Ji Zhe 吉喆

Personal information
- Born: 14 October 1986 Shenyang, Liaoning, China
- Died: 5 December 2019 (aged 33) Beijing, China
- Listed height: 203 cm (6 ft 8 in)
- Listed weight: 100 kg (220 lb)

Career information
- College: Northeastern University
- Playing career: 2005–2018
- Position: Power forward
- Number: 51

Career history
- 2005–2007: Liaoning
- 2007–2018: Beijing Ducks

Career highlights and awards
- 3× CBA champion (2012, 2014, 2015); No.51 retired by the Beijing Ducks;

= Ji Zhe =

Chinese basketball player (1986–2019)

Ji Zhe (吉喆; 14 October 1986 – 5 December 2019) was a Chinese professional basketball player for the Beijing Ducks of the Chinese Basketball Association (CBA). Playing the position of power forward for the Ducks, he won three CBA championships and served as the team's captain. He died from lung cancer at the age of 33.

== Career ==
Ji Zhe was born 14 October 1986 in Shenyang, Liaoning, China. In 2005, he led the Northeastern University men's basketball team to win the 2nd Chinese University Basketball Super League championship. He was also a member of the Liaoning provincial team which finished 4th at the 2005 National Games of China.

In 2007, Liaoning loaned Ji to the Beijing Ducks of the Chinese Basketball Association (CBA). He permanently joined the Ducks in 2012. As a member of the Ducks, he won three CBA championships in 2012, 2014, and 2015. He played the position of power forward and served as the captain of the Ducks. He was listed at 2.03 m tall and weighed 100 kg.

Ji played his final game on 22 March 2018, the Ducks' last game of the 2017–2018 CBA season. During his CBA career he played 434 games, averaging 23.9 minutes, 7.3 points, and 4.7 rebounds per game. He was considered a good rim protector.

== Death ==
In August 2018, Ji was diagnosed with lung cancer, but did not publicly disclose the news and quietly sought treatment in the United States. Despite more than a year of treatment, his health deteriorated and he died on 5 December 2019 at the China-Japan Friendship Hospital in Beijing, aged 33. He had a son.

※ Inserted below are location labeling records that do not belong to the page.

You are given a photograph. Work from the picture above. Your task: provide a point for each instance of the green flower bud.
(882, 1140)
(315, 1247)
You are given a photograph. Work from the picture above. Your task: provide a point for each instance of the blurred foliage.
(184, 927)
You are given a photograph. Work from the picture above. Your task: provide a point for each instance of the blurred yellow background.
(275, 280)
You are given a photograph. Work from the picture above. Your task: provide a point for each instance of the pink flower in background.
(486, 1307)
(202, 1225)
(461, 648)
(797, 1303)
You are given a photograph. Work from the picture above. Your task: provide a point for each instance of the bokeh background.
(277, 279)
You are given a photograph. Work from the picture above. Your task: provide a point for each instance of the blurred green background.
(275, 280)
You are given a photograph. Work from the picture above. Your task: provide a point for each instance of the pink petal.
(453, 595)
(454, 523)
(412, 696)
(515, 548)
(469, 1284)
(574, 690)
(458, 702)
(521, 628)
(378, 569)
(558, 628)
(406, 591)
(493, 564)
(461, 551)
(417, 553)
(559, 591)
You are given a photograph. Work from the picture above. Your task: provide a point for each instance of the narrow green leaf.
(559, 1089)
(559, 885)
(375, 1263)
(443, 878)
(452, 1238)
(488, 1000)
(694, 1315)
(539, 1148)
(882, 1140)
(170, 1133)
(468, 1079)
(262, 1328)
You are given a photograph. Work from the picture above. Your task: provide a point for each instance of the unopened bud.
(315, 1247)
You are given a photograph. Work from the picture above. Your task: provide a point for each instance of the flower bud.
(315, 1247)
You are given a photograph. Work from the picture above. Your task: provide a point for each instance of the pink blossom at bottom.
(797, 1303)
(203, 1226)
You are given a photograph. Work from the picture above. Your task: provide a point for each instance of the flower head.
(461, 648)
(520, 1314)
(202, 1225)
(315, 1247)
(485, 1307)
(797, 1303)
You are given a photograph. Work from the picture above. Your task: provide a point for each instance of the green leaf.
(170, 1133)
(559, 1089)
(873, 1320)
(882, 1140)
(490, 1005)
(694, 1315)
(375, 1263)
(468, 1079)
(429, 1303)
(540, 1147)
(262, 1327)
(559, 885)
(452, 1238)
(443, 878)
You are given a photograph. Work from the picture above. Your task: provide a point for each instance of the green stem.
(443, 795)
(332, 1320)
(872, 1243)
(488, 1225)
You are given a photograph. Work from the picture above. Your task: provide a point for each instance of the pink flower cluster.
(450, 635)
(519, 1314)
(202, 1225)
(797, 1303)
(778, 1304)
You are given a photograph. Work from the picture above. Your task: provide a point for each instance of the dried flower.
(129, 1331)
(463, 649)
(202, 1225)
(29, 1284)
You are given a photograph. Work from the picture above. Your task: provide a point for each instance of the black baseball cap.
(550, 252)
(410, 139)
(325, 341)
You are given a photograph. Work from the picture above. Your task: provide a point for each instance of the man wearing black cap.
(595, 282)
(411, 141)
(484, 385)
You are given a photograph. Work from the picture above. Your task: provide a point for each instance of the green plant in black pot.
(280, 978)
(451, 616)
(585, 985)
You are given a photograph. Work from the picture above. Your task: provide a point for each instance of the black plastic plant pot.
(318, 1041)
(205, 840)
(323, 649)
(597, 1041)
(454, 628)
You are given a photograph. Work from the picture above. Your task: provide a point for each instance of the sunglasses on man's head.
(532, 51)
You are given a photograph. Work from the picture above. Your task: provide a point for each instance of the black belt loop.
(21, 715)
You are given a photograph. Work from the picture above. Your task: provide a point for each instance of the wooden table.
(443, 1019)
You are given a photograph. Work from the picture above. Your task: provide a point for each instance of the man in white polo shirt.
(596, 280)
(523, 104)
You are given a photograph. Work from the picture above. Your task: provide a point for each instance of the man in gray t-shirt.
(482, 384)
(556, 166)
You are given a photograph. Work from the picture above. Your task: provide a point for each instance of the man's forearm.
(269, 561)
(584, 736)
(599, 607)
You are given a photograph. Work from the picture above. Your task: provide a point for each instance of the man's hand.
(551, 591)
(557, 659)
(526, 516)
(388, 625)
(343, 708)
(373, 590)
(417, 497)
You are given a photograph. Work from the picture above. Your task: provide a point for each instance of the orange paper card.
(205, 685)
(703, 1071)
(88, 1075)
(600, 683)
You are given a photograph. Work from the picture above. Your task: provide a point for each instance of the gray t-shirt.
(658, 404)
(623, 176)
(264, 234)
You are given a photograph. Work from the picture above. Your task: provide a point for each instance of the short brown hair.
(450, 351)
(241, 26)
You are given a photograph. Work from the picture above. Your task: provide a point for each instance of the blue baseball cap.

On 8 December 2019, the Ducks' played their first home game after Ji's death as a tribute to him, and all Ducks players wore his No. 51 jersey before the game. The team placed a T-shirt with the number 51 on each of the 18,000 seats inside the Wukesong Arena and retired the number. Many players and fans were in tears. The Ducks defeated the visiting Shenzhen Aviators by the score of 102 to 100, with Jeremy Lin scoring three free throws in the final seconds of the game. Lin called the comeback victory a "miracle".

== In popular culture ==
In the 2016 film My Other Home, a biopic of Ji's former Ducks teammate Stephon Marbury, the Taiwanese-Canadian actor Godfrey Gao portrayed the player based on Ji. By coincidence, Gao died suddenly at the age of 35, eight days before Ji's death.